No computer, TV, or smartphone after 10pm. As simple as this challenge was on the surface, it was one of the toughest yet. Still saw it through, but the rules were bent a little.

Alexis likes to wind down and relax with some TV at night. If I was gonna be around her at all on weeknights, I was gonna be watching some TV after 10pm. Made sure I was only a spectator though. When she’d ask what we should watch, I’d only reply, “I have no say in this.” She was very quick to love the month’s challenge.

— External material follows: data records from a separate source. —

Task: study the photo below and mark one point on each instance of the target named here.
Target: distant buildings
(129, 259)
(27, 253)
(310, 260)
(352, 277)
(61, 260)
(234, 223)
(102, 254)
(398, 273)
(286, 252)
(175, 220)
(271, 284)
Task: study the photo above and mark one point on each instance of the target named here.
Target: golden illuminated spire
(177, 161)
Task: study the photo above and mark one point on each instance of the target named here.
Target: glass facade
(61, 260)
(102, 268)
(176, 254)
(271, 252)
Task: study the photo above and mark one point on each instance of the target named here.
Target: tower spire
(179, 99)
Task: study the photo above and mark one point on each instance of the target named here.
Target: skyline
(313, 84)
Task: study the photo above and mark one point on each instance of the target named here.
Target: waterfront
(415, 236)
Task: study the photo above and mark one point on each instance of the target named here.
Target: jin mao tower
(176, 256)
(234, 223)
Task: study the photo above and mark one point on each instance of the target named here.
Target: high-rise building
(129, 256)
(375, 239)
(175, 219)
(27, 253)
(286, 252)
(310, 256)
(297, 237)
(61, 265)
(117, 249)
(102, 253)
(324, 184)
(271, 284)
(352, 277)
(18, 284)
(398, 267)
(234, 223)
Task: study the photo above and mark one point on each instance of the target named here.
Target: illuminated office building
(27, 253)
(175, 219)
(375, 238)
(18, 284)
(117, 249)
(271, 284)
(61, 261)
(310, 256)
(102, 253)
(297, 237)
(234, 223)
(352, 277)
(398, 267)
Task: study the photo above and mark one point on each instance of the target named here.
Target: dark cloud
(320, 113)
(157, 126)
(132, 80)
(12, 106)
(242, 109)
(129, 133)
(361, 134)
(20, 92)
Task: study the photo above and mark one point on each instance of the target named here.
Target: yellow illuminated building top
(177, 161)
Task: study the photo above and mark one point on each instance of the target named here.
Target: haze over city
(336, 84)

Other than that, I stuck to it. 10pm on the dot. Most nights I’d be right in the middle of working on the computer, frantically racing to get something just a little bit further before 9:59 flashed 10:00. It was a hard challenge because most nights, maybe every night, I just didn’t want to stop at 10. To sit and create something has been my hobby, profession, and passion for my entire life. A computer is my typewriter, drafting table, brush and paint, hammer and chisel, sound stage and camera, and on, and on, and on. It’s hard for me to step away from it. Always has been. When things start to connect creatively, I can forget to eat, rob myself of sleep, and neglect my relationships. Passion and addiction could probably be siblings.

I ended up spending my newly freed time reading, enjoying my wife’s company, putting thoughts to a page, and catching up on sleep. Stepping away from the screen wasn’t always what I wanted to do, but I think it’s what I needed to do. At the time I’m writing this, I finished the challenge almost two weeks ago, and I’m still generally keeping up with it. Not as strictly as I was, but that’s alright. As hard as I try to make everything be either black or white, I know nothing ever truly is.

Desperate times call for desperate measures. That meant willingly seeing a knowingly awful movie just to get out of the house.